To enable structured logging, add the `StructuredLoggingLayer` to your application.

```rust
use rustapi_rs::prelude::*;
use rustapi_rs::extras::structured_logging::{StructuredLoggingConfig, StructuredLoggingLayer};

#[tokio::main]
async fn main() -> Result<(), Box<dyn std::error::Error + Send + Sync>> {
// 1. Create configuration (default is JSON format)
let config = StructuredLoggingConfig::default();

// 2. Add the layer to your app
RustApi::new()
.layer(StructuredLoggingLayer::new(config))
.route("/", get(handler))
.run("127.0.0.1:8080")
.await
}

async fn handler() -> &'static str {
// These logs will be formatted as JSON
tracing::info!("Handling request");
"Hello World"
}
```

## Configuration Presets

The configuration builder provides several presets for common environments.

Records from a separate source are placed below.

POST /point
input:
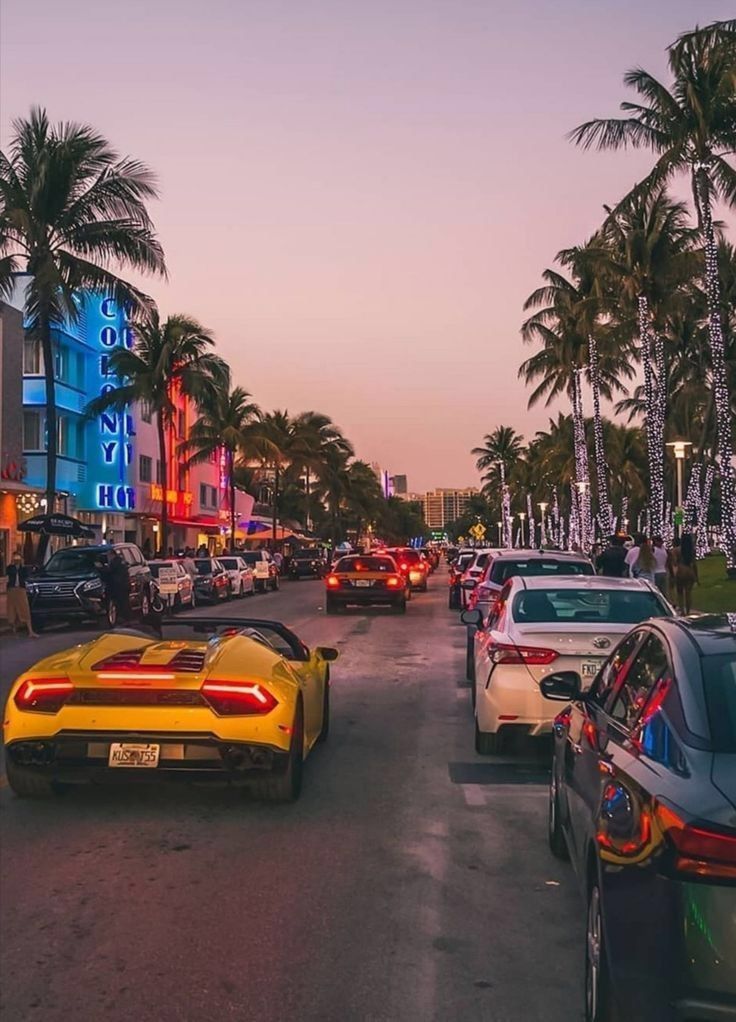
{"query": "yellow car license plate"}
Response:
(133, 754)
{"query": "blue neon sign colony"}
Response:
(116, 428)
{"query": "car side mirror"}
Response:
(565, 686)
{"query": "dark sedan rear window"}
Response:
(720, 681)
(366, 564)
(503, 569)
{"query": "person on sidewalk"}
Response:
(18, 610)
(660, 570)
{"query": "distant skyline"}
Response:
(357, 197)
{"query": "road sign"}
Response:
(168, 581)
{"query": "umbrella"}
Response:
(56, 524)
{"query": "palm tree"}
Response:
(71, 210)
(691, 128)
(224, 427)
(649, 257)
(170, 359)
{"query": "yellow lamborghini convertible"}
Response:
(243, 701)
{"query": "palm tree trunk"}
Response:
(654, 424)
(231, 482)
(724, 424)
(44, 332)
(164, 540)
(604, 507)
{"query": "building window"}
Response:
(33, 360)
(32, 431)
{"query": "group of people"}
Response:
(674, 571)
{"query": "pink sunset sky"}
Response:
(357, 195)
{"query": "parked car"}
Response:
(543, 625)
(241, 575)
(643, 801)
(212, 583)
(185, 595)
(455, 571)
(264, 567)
(71, 587)
(306, 563)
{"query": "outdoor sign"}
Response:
(168, 581)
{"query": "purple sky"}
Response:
(357, 196)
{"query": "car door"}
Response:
(581, 773)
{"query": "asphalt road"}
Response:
(411, 883)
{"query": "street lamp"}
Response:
(543, 505)
(522, 518)
(680, 452)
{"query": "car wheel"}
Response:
(600, 1006)
(26, 784)
(324, 731)
(487, 743)
(285, 786)
(110, 615)
(557, 844)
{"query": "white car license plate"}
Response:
(132, 754)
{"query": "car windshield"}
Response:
(251, 556)
(720, 682)
(205, 565)
(503, 569)
(599, 606)
(365, 564)
(75, 560)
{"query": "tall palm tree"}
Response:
(73, 214)
(225, 426)
(170, 359)
(691, 128)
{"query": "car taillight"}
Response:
(698, 850)
(238, 698)
(532, 655)
(43, 695)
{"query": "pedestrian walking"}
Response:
(645, 564)
(611, 562)
(18, 610)
(660, 569)
(683, 571)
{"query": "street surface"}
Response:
(412, 882)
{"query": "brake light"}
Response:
(43, 695)
(532, 655)
(238, 699)
(698, 850)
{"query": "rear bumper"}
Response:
(82, 757)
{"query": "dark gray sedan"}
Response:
(643, 800)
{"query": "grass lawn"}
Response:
(716, 594)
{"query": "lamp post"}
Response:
(543, 505)
(680, 452)
(522, 518)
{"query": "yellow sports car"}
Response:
(237, 700)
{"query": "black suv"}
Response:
(71, 586)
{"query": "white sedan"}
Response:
(540, 626)
(241, 575)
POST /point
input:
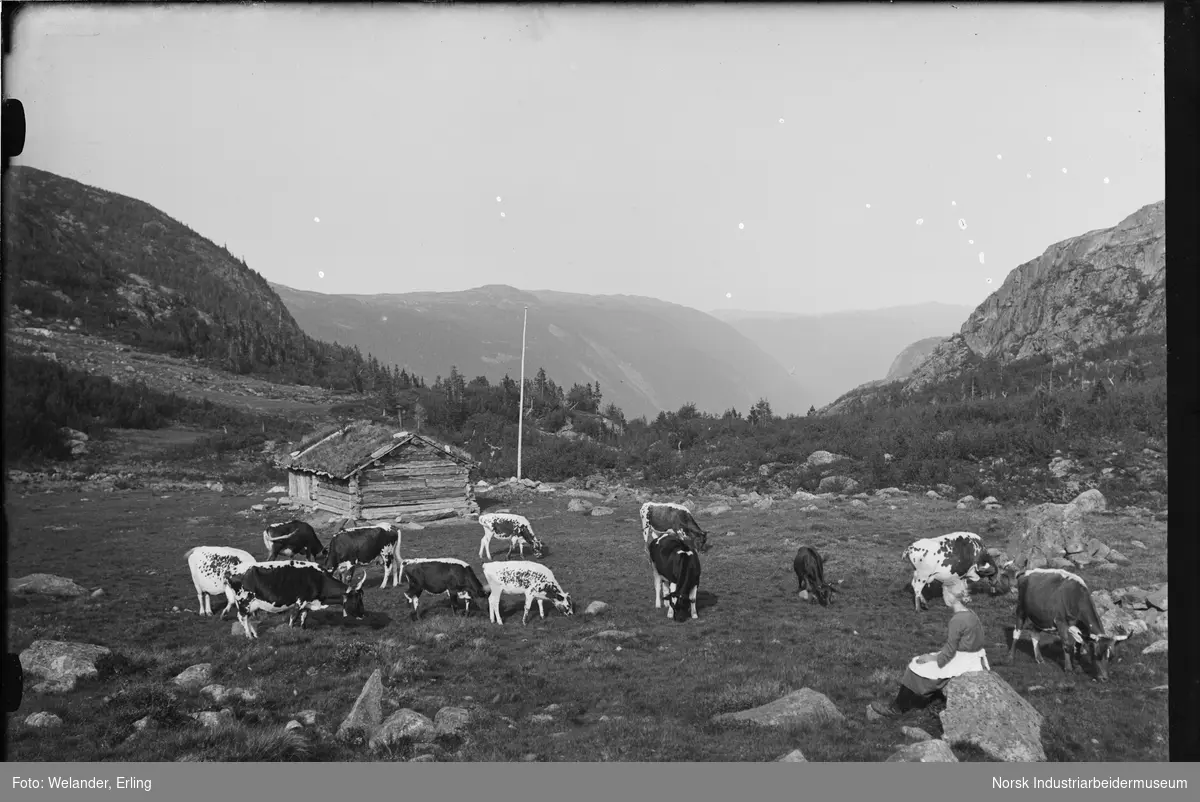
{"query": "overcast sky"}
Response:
(773, 157)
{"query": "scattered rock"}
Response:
(1091, 501)
(916, 734)
(196, 676)
(366, 714)
(210, 718)
(60, 664)
(451, 720)
(43, 720)
(935, 750)
(983, 710)
(595, 609)
(405, 723)
(793, 756)
(46, 585)
(797, 707)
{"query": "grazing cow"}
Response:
(364, 545)
(211, 568)
(293, 587)
(659, 518)
(809, 569)
(935, 560)
(676, 574)
(529, 579)
(448, 575)
(292, 538)
(1056, 600)
(511, 527)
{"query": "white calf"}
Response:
(532, 580)
(211, 568)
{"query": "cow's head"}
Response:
(825, 593)
(1097, 650)
(352, 599)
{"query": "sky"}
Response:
(795, 157)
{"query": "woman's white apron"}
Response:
(961, 663)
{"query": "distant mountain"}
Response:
(833, 353)
(648, 355)
(120, 269)
(1083, 293)
(911, 358)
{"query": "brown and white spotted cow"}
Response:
(958, 554)
(211, 569)
(532, 580)
(661, 518)
(511, 527)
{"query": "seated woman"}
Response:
(928, 674)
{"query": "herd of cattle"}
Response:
(313, 576)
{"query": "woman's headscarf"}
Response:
(955, 588)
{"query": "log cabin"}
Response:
(370, 472)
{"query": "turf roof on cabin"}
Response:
(340, 450)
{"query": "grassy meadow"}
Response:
(647, 696)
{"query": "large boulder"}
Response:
(801, 706)
(60, 664)
(1049, 531)
(984, 711)
(366, 716)
(46, 585)
(403, 724)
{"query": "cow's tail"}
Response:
(688, 579)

### Development (Pretty Printing)
Useful for local debugging with human-readable logs.

```rust
let config = StructuredLoggingConfig::development();
// Outputs: "2023-10-01T12:00:00Z INFO [rustapi] Request completed path=/ status=200 duration_ms=2"
```

### Production (JSON)
Optimized for log aggregators like ELK, CloudWatch, etc.

```rust
let config = StructuredLoggingConfig::production_json();
// Outputs: {"timestamp":"...","level":"INFO","message":"Request completed","path":"/","status":200,"duration_ms":2}
```

### Datadog
Formats logs specifically for Datadog ingestion.

```rust
let config = StructuredLoggingConfig::datadog();
```

## Advanced Configuration

You can customize almost every aspect of the logging behavior using the builder.

```rust
use rustapi_rs::extras::structured_logging::{StructuredLoggingConfig, LogOutputFormat};

let config = StructuredLoggingConfig::builder()
.format(LogOutputFormat::Json)
.service_name("payment-service")
.service_version("1.2.0")
.environment("production")

// Include extra request details
.include_request_headers(true)
.include_caller_info(true) // File and line number

// Redact sensitive headers
.redact_header("x-api-key")
.redact_header("authorization")

// Add static fields to every log
.static_field("region", "us-east-1")

// Correlation ID
.correlation_id_header("x-request-id")
.generate_correlation_id(true)

.build();
```

## Key Features

### Correlation IDs
The layer automatically extracts a correlation ID from the request header (default `x-correlation-id`) or generates a new UUID if missing. This ID is attached to every log message generated within the request scope, allowing you to trace a request across microservices.

### Field Redaction
Security is critical. The logger automatically redacts sensitive headers like `Authorization`, `Cookie`, `X-Api-Key` by default. You can add more headers to the redaction list via configuration.

### Performance
The logging layer uses the `tracing` ecosystem which is designed for high performance. JSON serialization is handled efficiently. However, enabling `include_request_body` or `include_response_body` can have a performance impact and should generally be avoided in production unless debugging.

## Integration with OpenTelemetry

Structured logging works well alongside OpenTelemetry (Otel). While structured logging handles the "logs" signal, Otel handles "traces" and "metrics". You can enable both `extras-structured-logging` and `extras-otel` features for a complete observability stack.